Efficacy and Safety of Incremental Dosing of a New Single-Pill Formulation of Perindopril and Amlodipine in the Management of Hypertension.

Background: Angiotensin-converting enzyme inhibitors and calcium channel blockers in combination are widely recommended in hypertension guidelines. The advantages of single-pill combinations (SPCs) are increasingly recognized, so a dosage-adapted combination of perindopril and amlodipine was developed for the initial management of hypertension.

Objective: This randomized trial evaluated the blood pressure (BP)-lowering efficacy of four incremental doses of perindopril/amlodipine SPC in adults with mild-to-severe hypertension.

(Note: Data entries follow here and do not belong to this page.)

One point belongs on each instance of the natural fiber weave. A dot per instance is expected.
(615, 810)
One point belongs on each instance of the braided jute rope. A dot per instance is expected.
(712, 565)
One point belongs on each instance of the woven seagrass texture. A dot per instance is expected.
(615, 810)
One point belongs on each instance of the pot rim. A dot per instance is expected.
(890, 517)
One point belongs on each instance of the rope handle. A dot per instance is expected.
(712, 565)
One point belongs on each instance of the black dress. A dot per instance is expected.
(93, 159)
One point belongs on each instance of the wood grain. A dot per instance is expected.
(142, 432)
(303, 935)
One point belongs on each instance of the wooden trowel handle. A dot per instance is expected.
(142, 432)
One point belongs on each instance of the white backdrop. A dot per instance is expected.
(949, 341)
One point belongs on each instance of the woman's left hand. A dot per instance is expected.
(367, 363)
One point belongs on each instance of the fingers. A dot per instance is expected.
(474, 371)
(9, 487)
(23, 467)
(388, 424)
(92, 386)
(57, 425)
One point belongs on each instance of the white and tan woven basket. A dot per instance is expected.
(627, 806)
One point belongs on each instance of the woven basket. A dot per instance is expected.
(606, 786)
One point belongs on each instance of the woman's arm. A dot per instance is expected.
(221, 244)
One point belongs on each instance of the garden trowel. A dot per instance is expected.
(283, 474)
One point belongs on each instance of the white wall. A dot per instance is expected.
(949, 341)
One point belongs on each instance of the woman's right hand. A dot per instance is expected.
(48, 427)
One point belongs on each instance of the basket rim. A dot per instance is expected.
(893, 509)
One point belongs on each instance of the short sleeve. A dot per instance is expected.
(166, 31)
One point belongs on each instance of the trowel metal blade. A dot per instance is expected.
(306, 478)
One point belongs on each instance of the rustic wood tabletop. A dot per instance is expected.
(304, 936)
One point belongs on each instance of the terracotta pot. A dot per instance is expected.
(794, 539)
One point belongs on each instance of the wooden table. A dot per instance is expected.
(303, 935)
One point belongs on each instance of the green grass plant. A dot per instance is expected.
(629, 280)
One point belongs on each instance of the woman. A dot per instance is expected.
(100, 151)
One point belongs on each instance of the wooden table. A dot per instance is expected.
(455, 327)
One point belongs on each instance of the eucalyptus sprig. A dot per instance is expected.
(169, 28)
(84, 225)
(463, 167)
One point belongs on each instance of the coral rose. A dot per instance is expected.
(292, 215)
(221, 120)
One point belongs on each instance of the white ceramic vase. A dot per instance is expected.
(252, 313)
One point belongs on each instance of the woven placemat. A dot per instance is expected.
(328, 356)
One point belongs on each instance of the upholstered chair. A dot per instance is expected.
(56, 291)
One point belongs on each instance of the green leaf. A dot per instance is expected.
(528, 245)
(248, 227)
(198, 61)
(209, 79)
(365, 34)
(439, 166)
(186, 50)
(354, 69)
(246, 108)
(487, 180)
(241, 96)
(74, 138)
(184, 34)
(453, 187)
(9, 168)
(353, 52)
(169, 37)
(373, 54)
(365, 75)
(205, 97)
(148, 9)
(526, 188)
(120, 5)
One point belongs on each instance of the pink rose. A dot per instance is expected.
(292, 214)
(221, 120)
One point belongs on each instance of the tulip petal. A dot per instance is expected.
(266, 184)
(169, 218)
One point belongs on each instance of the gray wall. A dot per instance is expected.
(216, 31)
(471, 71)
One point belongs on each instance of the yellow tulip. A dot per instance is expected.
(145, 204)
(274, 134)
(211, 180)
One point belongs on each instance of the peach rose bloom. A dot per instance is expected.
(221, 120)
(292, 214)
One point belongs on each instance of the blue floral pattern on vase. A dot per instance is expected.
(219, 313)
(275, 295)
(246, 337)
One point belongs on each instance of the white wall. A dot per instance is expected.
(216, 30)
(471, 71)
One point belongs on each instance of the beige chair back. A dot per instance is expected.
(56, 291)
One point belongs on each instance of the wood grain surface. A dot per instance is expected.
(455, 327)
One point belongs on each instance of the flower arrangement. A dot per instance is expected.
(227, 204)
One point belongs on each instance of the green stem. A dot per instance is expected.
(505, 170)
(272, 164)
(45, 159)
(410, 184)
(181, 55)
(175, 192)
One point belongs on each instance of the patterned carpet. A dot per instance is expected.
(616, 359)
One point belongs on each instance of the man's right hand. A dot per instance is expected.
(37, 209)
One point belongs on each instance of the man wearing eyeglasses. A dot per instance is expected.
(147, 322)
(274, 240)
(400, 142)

Methods: Eligible patients (N = 1617) were randomized to SPC perindopril 3.5 mg/amlodipine 2.5 mg (i.e., 3.5/2.5 mg) daily, uptitrating as required on a monthly basis up to 14/10 mg until BP < 140/90 mmHg (< 130/80 mmHg in patients with diabetes). The primary endpoint (proportion with controlled BP at each uptitrated dose) was evaluated at 6 months, and safety was evaluated at 9 months; 24-h ambulatory BP measurement and BP variability were also investigated. Control-arm participants (n = 1653) were randomized to irbesartan 150 mg daily, uptitrating over 3 months to irbesartan/hydrochlorothiazide 300/25 mg.

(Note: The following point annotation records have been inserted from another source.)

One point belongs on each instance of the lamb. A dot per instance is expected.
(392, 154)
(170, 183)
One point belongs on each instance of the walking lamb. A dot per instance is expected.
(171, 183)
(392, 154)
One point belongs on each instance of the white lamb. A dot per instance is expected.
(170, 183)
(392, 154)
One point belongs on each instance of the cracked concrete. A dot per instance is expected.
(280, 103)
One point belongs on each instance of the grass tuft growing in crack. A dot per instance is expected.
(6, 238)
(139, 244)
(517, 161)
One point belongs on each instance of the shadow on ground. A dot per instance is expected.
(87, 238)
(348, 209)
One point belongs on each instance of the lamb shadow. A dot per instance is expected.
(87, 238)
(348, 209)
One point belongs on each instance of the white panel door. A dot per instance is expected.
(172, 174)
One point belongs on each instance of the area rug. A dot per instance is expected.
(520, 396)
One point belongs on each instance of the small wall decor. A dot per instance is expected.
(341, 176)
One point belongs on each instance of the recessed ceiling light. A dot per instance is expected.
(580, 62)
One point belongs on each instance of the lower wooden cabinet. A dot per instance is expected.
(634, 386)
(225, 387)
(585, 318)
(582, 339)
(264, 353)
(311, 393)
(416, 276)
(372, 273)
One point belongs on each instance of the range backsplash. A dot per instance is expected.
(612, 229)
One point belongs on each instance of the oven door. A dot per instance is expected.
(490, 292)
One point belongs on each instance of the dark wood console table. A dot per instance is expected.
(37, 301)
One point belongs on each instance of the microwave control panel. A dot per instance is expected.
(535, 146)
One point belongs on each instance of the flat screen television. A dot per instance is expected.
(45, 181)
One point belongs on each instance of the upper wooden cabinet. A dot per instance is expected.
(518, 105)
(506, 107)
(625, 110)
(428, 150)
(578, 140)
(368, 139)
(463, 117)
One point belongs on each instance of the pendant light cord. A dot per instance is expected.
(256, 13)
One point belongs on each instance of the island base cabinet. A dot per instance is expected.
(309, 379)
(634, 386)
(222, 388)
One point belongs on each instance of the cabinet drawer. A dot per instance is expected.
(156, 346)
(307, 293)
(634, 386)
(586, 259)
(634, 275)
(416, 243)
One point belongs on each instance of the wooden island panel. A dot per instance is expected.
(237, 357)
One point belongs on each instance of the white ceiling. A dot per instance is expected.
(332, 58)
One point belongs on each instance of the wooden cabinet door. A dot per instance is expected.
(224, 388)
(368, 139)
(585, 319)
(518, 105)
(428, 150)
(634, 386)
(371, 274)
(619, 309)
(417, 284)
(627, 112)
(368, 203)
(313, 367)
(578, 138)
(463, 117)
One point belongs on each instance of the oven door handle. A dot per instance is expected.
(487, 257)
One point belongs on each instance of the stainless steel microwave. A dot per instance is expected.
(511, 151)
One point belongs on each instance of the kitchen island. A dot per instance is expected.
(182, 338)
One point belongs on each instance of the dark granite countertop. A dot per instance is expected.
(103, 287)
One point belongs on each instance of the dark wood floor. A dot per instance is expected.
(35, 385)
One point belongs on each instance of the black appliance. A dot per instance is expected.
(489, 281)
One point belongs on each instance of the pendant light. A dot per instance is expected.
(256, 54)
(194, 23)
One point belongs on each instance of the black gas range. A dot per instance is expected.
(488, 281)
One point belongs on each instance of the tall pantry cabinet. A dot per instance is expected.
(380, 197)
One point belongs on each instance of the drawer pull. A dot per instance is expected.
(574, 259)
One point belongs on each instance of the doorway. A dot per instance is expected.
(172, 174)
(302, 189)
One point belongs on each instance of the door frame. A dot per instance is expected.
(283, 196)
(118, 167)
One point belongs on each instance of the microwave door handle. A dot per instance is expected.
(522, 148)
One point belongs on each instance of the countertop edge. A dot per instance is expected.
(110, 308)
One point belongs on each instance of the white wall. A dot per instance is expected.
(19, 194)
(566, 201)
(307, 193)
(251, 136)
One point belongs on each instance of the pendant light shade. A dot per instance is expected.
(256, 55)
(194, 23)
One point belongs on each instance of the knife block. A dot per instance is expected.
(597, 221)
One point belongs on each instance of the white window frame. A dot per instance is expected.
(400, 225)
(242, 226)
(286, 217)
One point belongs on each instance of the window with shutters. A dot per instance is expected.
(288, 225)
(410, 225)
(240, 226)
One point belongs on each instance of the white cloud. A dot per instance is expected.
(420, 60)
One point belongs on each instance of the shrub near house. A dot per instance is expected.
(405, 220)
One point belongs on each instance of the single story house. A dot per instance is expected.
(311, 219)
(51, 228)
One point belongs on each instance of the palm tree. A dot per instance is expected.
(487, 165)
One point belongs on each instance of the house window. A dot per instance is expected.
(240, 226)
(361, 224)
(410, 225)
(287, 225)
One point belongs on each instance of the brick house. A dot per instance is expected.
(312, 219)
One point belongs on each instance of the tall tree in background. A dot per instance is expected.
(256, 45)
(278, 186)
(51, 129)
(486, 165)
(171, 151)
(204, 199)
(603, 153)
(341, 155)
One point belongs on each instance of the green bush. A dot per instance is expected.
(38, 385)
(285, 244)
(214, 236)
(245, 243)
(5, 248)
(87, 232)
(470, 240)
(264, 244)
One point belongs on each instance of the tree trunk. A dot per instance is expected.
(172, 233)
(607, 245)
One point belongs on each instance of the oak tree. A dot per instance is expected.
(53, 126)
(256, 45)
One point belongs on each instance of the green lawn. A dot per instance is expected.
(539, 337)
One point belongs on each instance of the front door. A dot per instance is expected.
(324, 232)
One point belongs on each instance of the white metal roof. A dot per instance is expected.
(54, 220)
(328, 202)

Results: Significant increases in BP control were observed with each dosage increment of perindopril/amlodipine, which was well tolerated, rising from 21% (3.5/2.5 mg) to 30% (7/5 mg), 37% (14/5 mg), and 42% (14/10 mg) after 1, 2, 3, and 6 months, respectively. Reductions in mean systolic and diastolic BP occurred with each incremental dose of perindopril/amlodipine. After 6 months, mean BP had fallen by 24.8/10.8 mmHg. Irbesartan-based therapy reduced clinic and 24-h BP similarly to perindopril/amlodipine, but perindopril/amlodipine reduced BP variability more in comparison.

Conclusions: Incremental uptitration with dosage-adapted perindopril/amlodipine SPC is a safe and effective strategy for managing hypertension.

Trial Registration: EudraCT (No. 2006-005799-42).